Buck In Brief
Don't Split the Circuit
In Brief: The Ninth Circuit's willingness to apply federal environmental laws as they were written has earned the court some powerful enemies in Washington. Anti-environmental forces figure that dividing the court in two would help them get freer access to the natural resources on public lands in the West. They're trying again.
11/15/05
The Court of Appeals for the Ninth Circuit is a critically important court for the environment. The Ninth Circuit includes the states of California, Oregon, Washington, Nevada, Idaho, Montana, Arizona, Hawai'i and Alaska. Those states contain roughly two-thirds of the National Forest System and contain almost 200 milllion more acres of parks and other national heritage lands. The geography of the Court is home to hundreds of species protected by the Endangered Species Act, constitutes the entire Pacific coastline of the United States, and supports almost 60 million Americans whose health depends on clean air and water.
The Ninth Circuit's willingness to apply federal environmental laws as they were written has made the court some powerful enemies in Washington, including the timber, mining and oil industries as well as local Western politicians eager for development. Unhappy with the court's rulings, anti-environmental forces and right-wing politicos are trying to get different judicial results by tinkering with the structure of the court itself. Getting their way is the point, and they're willing to do whatever that may take.
In 2004, the House narrowly approved legislation containing a provision authored by Republican Congressman Mike Simpson of Idaho that would have divided the Ninth Circuit into three parts -- a shrunken Ninth Circuit overseeing only California, Hawai'i, the Northern Mariana Islands, and Guam; a new 12th Circuit serving Arizona, Nevada, Idaho, and Montana; and a new 13th Circuit serving Alaska, Oregon, and Washington. Breaking up the Ninth Circuit was justified, fumed Rep. Rick Renzi, an Arizona Republican pointing to a Ninth Circuit ruling about livestock grazing on public lands and another that removed the phrase "under God" from the Pledge of Allegiance as unconstitutional: "These contemptuous judgments tear at the moral fabric of our nation, disregard the will of the people and force a corrupt ideology upon our society." That bill went nowhere in the Senate, and as a result new legislation to split the Circuit has been introduced in the House as well as the Senate again this year.

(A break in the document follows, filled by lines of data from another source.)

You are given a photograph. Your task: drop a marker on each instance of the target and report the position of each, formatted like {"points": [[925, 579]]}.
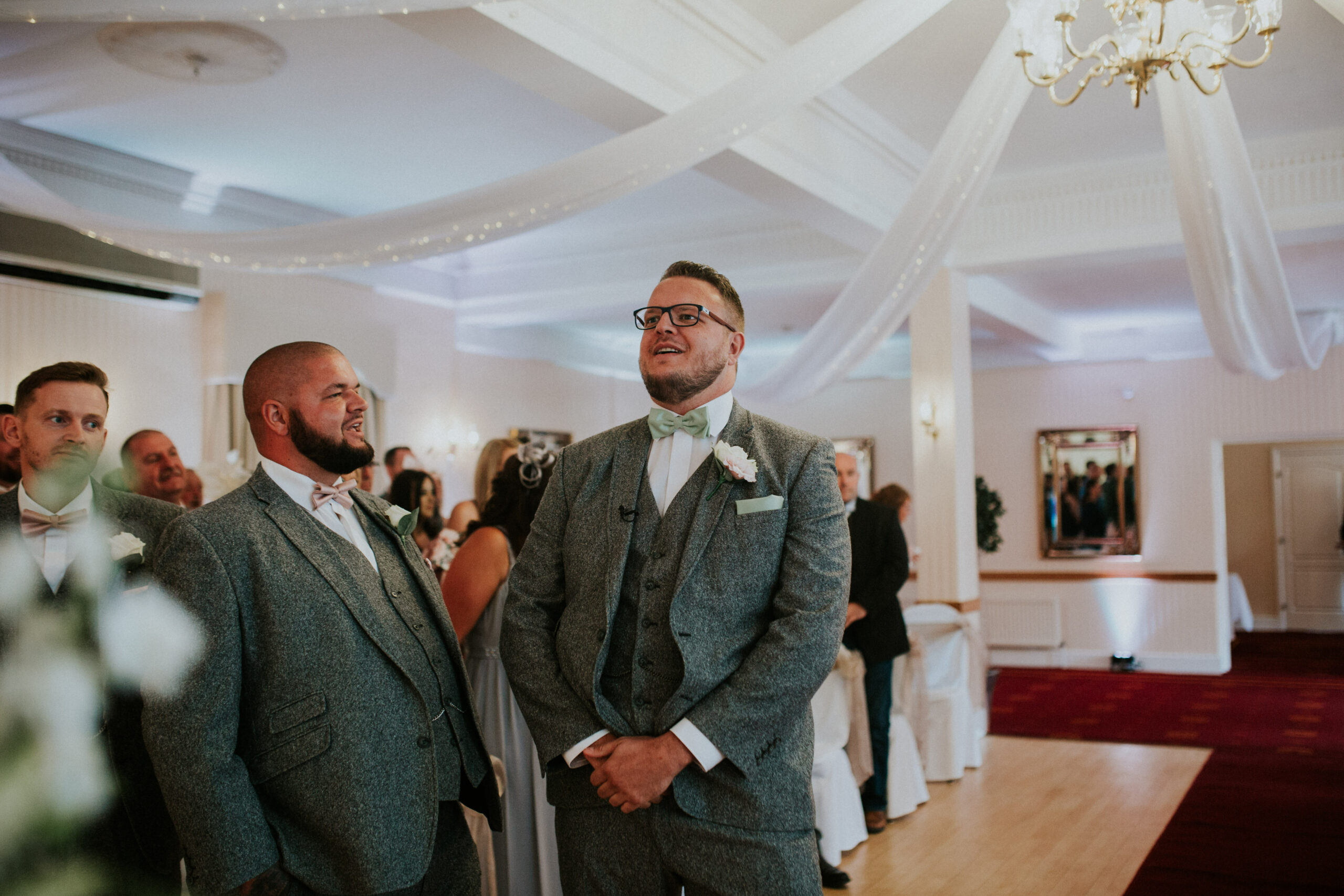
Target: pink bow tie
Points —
{"points": [[324, 493], [33, 523]]}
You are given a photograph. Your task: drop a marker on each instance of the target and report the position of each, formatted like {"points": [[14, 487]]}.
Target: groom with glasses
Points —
{"points": [[679, 601]]}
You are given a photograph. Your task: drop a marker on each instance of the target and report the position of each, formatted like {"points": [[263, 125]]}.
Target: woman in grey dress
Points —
{"points": [[475, 590]]}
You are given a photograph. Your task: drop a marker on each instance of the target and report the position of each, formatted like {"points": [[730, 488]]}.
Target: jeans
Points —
{"points": [[877, 687]]}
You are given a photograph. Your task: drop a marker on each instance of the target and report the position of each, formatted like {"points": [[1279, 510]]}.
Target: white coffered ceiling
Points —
{"points": [[1074, 253]]}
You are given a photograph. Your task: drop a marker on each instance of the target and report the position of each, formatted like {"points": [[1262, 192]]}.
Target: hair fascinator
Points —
{"points": [[534, 461]]}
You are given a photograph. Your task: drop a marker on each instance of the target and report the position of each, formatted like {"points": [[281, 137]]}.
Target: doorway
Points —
{"points": [[1308, 513]]}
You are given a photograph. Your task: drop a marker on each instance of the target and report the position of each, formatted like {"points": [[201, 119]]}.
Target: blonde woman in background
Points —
{"points": [[494, 455]]}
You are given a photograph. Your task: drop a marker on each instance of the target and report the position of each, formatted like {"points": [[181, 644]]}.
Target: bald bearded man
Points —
{"points": [[327, 738]]}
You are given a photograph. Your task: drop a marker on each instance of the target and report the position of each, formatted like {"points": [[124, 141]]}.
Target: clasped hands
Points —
{"points": [[634, 773]]}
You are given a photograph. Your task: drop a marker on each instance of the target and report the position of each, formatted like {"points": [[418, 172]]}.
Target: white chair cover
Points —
{"points": [[954, 722], [1238, 605], [906, 787], [834, 789]]}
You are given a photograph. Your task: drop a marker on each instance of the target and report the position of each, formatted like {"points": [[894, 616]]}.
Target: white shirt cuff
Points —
{"points": [[574, 755], [706, 754]]}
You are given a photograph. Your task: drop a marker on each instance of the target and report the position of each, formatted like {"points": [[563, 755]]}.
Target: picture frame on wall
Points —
{"points": [[859, 446]]}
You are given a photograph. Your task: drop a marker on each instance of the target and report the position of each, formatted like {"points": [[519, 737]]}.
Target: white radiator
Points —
{"points": [[1022, 624]]}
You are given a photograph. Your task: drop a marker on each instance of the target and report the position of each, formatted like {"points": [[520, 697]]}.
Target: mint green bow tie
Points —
{"points": [[664, 422]]}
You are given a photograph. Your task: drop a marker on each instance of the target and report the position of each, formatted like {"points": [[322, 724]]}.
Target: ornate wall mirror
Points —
{"points": [[1089, 492]]}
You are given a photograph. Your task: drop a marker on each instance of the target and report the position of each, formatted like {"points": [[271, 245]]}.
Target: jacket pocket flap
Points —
{"points": [[289, 754], [757, 505], [298, 712]]}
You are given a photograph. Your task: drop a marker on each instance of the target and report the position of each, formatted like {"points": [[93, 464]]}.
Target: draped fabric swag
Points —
{"points": [[545, 195], [1234, 263]]}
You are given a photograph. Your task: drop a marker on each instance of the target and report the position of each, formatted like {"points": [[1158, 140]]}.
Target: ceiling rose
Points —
{"points": [[209, 53]]}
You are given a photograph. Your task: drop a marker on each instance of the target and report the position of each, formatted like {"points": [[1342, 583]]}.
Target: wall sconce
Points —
{"points": [[928, 418]]}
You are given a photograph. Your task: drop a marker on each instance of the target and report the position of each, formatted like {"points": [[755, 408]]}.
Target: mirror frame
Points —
{"points": [[1047, 445]]}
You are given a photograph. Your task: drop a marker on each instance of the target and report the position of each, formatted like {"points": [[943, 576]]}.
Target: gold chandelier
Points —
{"points": [[1148, 38]]}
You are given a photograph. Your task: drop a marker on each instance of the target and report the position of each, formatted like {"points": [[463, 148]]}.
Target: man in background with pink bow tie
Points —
{"points": [[326, 741], [59, 428]]}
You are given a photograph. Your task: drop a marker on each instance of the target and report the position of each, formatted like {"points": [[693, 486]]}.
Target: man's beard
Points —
{"points": [[334, 456], [674, 388]]}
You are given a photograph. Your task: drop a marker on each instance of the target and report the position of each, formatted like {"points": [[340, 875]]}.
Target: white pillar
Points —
{"points": [[944, 444]]}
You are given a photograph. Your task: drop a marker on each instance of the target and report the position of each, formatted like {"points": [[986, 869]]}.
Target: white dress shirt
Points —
{"points": [[673, 460], [332, 515], [53, 549]]}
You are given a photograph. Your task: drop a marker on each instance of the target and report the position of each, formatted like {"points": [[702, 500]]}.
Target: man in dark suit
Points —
{"points": [[58, 428], [327, 739], [875, 625]]}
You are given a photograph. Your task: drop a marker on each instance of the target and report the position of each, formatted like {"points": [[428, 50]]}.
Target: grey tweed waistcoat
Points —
{"points": [[418, 650], [644, 666]]}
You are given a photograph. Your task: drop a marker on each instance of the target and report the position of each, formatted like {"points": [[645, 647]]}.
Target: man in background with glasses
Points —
{"points": [[679, 601]]}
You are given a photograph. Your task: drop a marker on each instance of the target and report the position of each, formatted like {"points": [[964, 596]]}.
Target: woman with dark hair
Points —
{"points": [[475, 590], [417, 491]]}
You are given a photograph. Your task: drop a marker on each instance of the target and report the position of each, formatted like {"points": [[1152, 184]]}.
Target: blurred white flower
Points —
{"points": [[57, 692], [124, 546], [19, 579], [148, 640]]}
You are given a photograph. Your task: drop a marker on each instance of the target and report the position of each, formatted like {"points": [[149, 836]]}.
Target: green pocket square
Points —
{"points": [[756, 505]]}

The official explanation for the split has nothing to do with its purpose, which is to assure that federal environmental laws are interpreted differently for places like Idaho or Alaska by redrawing the Circuit. The backers of H.R. 4093 and S. 1485 claim instead they are only trying to help the court become more effective and efficient.
Neither Chief Judge Mary Schroeder nor the Judicial Conference of the United States (the judge-run agency charged with the administration of federal courts) wants that help. The Ninth Circuit's judges don't either -- 21 out of 24 of them, including conservative leading light Alex Kozinski, have publicly opposed any split. The American Bar Association, among other bar groups, also opposes a split. And the price tag of up to $100,000,000 extra for a new circuit or two isn't deterring the gerrymandering effort either.
The real issue here, as the outburst from Rep. Renzi reveals, is the role of federal courts. The constitution created the Judicial Branch as a check on the President and on Congress, to assure that both stay within their assigned powers. To fulfill that constitutional role, the Ninth Circuit is not supposed to cater to Congressional notions of ideology or reflect political fashion-instead, it must follow and interpret laws as they are written. Right-wing politicians want to transform federal courts in the West and around the country into something else: a policy shop that takes it cues from Hill politics and self-defined morality rather than established legal principles. If the Ninth Circuit won't play ball, goes their thinking, it must be refashioned into something more compliant.
Federal courts can be controversial if they fulfill their constitutional responsibilities. But they are a crucial part of the system of balances and limits built into the constitution. Rigging the courts by appointing judges committed to an ideology is one way to eliminate those limits; another is to jimmy the court system itself. In 1997, Chief Justice William Rehnquist appointed the Commission on Structural Alternatives for the Federal Courts of Appeals to study the federal appellate court system. The Commission consisted of five members -- retired Supreme Court Justice White, a lawyer and past President of the American Bar Associate, and three federal judges. The Commission's final report eight years ago recommended against dividing the Ninth Circuit. More important, perhaps, the report also repudiated the philosophy behind the current Circuit-splitting proposals: "There is one principle that we regard as undebatable," the Commission wrote. "It is wrong to realign circuits (or not to realign them) and to restructure courts (or to leave them alone) because of particular judicial decisions or particular judges." That approach is still just as wrong today.